I lie asleep on the floor
ear pressed to the darkness
and hear the hum of earth,
the generations of families, priests,
and existence of all living things
like listening, ear to a pregnant
woman's belly, baby's rapid
heart beat; shadows fall hundreds
of feet, listen into the soul
of man preparing for its journey
of final sleep, we came
from here and return, forgetful
of our origins, or of the
father and mother who created us.



Here is the title poem of The Yoni Rocks:

The Yoni Rocks

Who would deny us the Yoni rocks,
who would keep us from
hearing Mother's voice?
Who would deny us death,
the rocks that are tombstones:
father's grave lies bare,
a rectangle of grass where
soil separates us; it is more
than soil, but time,
sorrow, and grief.
The men I never knew, Father,
stepfather, my father's father,
the others distant.
So now I return to mother,
returning home, the hidden dream
of home. It is from the mother
that we come, to the earth
that we return. Cleft-divided,
rocks in the hot sunlight
by the ocean, where the iguana
are motionless.
I am drawn to her presence, to
a hymn to woman,
birth, death, the goddess
coming from the earth
and moon, held captive
in moonlight, a perfect
roundness of completion.
She is my seed and bone, my
entrance into life; age four
I lay between my parents,
Father asleep, and Mother,
smiling, said "kiss your
father." Later I slept
with Grandmother and Aunt Mable
at their country home,
lay between them, my head
at their feet making room
for three in one bed. We are three,
a trinity of man, woman,
and child.

Vulva shaped rocks,
the Yoni Rocks, shells,
clams moving on the river's
sandy floor leaving
a trail twisting, straight,
or circular in the sand;
the sun entering the sky
from beneath trees
on the horizon. Mother
is the most beautiful
woman I remember thinking,
long brunette hair, as I lay
in a pram on Girouard Avenue
just a hundred feet
from Grandmothers's flat,
living there when Father
was ill. Mother
was the most beautiful woman
to the child who lay
staring at her as though
only we existed, no other existed
in that enclosure of mother, father
and child.

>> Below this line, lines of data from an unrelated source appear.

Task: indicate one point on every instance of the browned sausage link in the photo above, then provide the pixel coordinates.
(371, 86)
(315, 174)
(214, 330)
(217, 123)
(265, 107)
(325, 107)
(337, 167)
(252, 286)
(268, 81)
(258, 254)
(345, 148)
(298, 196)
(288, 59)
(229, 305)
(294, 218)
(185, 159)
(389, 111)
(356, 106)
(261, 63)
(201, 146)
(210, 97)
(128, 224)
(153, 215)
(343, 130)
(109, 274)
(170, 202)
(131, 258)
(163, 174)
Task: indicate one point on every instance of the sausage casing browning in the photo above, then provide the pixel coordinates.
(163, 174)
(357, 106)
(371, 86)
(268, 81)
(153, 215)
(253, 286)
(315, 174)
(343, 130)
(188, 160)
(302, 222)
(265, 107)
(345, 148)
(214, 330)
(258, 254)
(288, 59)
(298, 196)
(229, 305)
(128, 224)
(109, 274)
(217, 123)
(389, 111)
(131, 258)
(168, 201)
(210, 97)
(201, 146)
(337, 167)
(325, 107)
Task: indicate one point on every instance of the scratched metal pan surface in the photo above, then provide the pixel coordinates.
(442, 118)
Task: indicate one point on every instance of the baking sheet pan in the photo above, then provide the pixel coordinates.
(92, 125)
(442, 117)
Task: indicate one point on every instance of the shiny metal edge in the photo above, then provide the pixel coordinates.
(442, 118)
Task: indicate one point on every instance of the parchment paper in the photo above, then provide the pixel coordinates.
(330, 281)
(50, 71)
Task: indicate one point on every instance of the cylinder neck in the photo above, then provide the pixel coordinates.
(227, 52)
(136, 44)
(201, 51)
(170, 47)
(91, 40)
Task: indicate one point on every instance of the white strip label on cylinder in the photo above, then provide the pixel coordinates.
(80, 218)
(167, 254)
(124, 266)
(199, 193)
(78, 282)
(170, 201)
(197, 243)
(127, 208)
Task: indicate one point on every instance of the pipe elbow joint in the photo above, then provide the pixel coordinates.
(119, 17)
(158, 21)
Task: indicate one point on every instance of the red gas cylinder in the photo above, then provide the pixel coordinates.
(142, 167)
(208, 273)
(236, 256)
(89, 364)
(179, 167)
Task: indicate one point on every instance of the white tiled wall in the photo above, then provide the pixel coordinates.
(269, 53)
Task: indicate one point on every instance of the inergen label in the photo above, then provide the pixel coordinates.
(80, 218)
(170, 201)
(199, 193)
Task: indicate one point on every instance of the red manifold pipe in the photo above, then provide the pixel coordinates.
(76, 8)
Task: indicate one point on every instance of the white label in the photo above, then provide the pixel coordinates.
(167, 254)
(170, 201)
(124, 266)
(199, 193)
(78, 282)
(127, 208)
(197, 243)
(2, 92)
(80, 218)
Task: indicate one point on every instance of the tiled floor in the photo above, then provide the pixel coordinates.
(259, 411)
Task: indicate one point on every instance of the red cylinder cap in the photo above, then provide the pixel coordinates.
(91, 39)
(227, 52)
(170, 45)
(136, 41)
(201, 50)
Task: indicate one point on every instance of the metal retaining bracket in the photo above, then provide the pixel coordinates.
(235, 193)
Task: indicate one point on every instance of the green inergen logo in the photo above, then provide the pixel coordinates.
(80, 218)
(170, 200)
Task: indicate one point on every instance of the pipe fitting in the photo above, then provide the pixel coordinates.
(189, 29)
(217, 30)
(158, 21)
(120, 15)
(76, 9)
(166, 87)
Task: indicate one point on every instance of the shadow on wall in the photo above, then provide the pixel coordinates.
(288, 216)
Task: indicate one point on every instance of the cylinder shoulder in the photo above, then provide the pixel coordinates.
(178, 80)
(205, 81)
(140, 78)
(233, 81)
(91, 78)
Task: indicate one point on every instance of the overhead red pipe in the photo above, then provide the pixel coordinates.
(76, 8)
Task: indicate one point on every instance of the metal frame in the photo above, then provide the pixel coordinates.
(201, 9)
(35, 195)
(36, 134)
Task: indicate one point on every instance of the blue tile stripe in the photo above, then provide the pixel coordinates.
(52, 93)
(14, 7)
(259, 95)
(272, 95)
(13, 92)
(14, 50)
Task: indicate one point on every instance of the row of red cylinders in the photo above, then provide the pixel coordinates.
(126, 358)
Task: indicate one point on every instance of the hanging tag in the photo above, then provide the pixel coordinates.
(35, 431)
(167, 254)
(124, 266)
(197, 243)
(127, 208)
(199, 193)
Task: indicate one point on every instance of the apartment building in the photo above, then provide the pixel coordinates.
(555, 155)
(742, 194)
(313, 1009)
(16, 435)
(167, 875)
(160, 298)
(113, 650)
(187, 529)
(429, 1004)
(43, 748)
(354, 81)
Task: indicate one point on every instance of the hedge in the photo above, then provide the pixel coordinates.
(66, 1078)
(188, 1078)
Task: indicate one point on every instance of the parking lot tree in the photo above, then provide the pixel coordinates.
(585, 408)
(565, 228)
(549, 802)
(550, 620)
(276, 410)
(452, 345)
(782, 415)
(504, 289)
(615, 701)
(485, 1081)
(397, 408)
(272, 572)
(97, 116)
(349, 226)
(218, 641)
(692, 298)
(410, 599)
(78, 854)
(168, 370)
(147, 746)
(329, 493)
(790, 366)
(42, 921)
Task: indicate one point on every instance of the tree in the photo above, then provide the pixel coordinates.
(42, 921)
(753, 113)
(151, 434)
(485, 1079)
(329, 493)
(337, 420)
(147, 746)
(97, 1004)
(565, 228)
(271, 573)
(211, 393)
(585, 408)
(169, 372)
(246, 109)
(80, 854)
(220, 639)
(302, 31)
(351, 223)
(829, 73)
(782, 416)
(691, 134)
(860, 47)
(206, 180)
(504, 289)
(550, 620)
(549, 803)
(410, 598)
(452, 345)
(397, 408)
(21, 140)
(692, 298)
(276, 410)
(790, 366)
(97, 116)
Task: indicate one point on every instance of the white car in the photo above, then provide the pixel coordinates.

So now I seek to lie
beside you, fear losing you,
as I have been left before.
Now the Yoni Rocks
are a doorway
to the inner life,
as before conception
and birth, before emerging into life
in blood and salt and air;
always fearing the return,
dissolution into nothingness
and fear.


2.

Our ship did not break like waves
on these rocks, rocks that gave us
life; these rocks were stars,
meteors fallen in the night
waiting to cool from their
entry to our world, we saw
them lie almost invisible
half buried in sand and water
cooling in the summer night.
White caps are an old
woman's white hair, twisted
and tied into a bun, faces
seen in clouds when a child,
a horse pulling a milk wagon
on Oxford Avenue in 1957,
Archibald Lampman's:
Tonight the very horses springing by
Toss gold from whitened nostrils,
moved by these lines age sixteen.
Who would deny us the Yoni rocks,
who would deny us poetry, the intimate
square feet we inhabit,
a rectangle of grass, a triangle
of birth, the brown mouse
and codfish, separation
and reunion, sky and earth,
northern lights in July when sailing
at 2 a.m., fireflies on a June evening
when out for a walk with you?
We return to ourselves, to the
woman a man is always beside, or
the man the woman is beside.
Who would deny us hearing Mother's
voice, your touch, or the silent
presence of Grandmother
always with me, always close
with her white hair, cotton
print dress and black shoes,
not a farewell
but this presence ending grief.

(Stephen Morrissey, The Yoni Rocks, Empyreal Press, Montreal 1995; ISBN 0-921852-07-X; The Shadow Trilogy, including The Compass (1993) and The Mystic Beast (1997), was published by Empyreal Press in Montreal.)